Screen Link:
https://app.dataquest.io/m/210/guided-project%3A-winning-jeopardy/4/answers-in-questions
In this session, we trying to answer the question "How often the answer is deducible from the question."For this, we are creating a function to count the number of words in the answer that are repeated from the corresponding question and finally we calculate the mean of the repeated words. When I compared the value I got with the DQ solution, I saw there is a small difference. The mean I got is 0.05900196524977763 whereas that found in the solution is 0.060493257069335872. When I tried to analyse this, I found the reason is the way I splitted the question and answer columns.
The code I used to achieve this is given below:
split_answer = row['Clean_Answer'].split()
split_question = row['Clean_Question'].split()
Whereas the code used by DQ solution is by using a space in the paranthesis as shown below. Why are you doing so? Won’t this create additional list item/s?
split_answer = row['Clean_Answer'].split(' ')
split_question = row['Clean_Question'].split(' ')
Before this step we are cleaning the question and answer columns using regex.

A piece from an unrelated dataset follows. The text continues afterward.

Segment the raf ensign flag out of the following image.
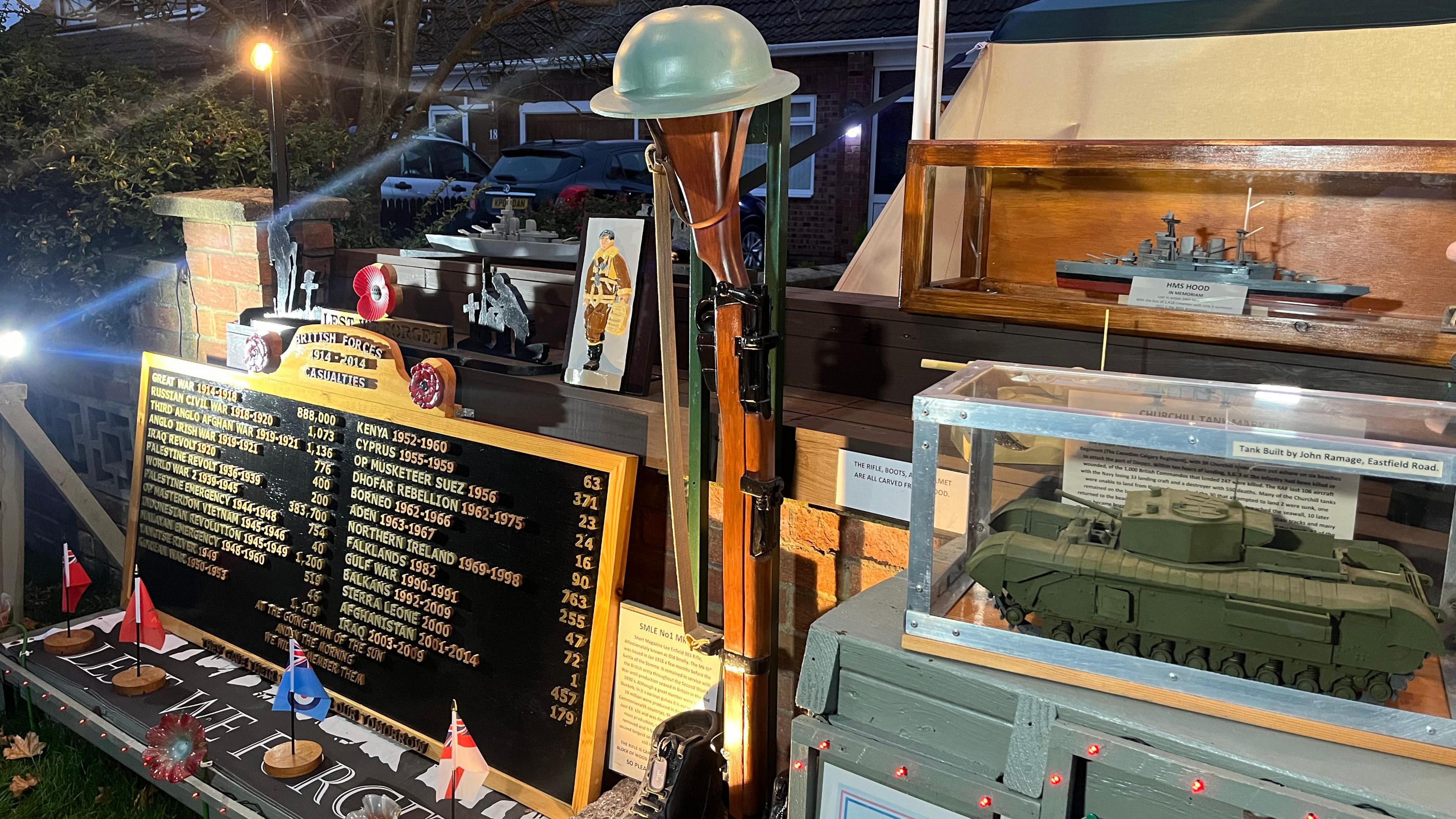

text = 'Dr. Benjamin Spock (\" Baby and Child Care \")'
text = text.lower()
text = re.sub(('([^a-z0-9\s])'), '', text)
print(text)
Output : 'dr benjamin spock baby and child care '
As you can see there are additional space before ‘baby’ and after ‘care’. Now we use the split method to split the text around space. Please note the differences in the output for the above mentioned split() approaches below :
Method 1 : without space in the paranthesis
text = text.split()
Output : ['dr', 'benjamin', 'spock', 'baby', 'and', 'child', 'care']
Method 2 : with space in the paranthesis
text = text.split(' ')
Output : ['dr', 'benjamin', 'spock', '', 'baby', 'and', 'child', 'care', '']
So this would cause the empty spaces to be counted while counting the length of the lists and hence affecting the final mean. Please provide your insight on this.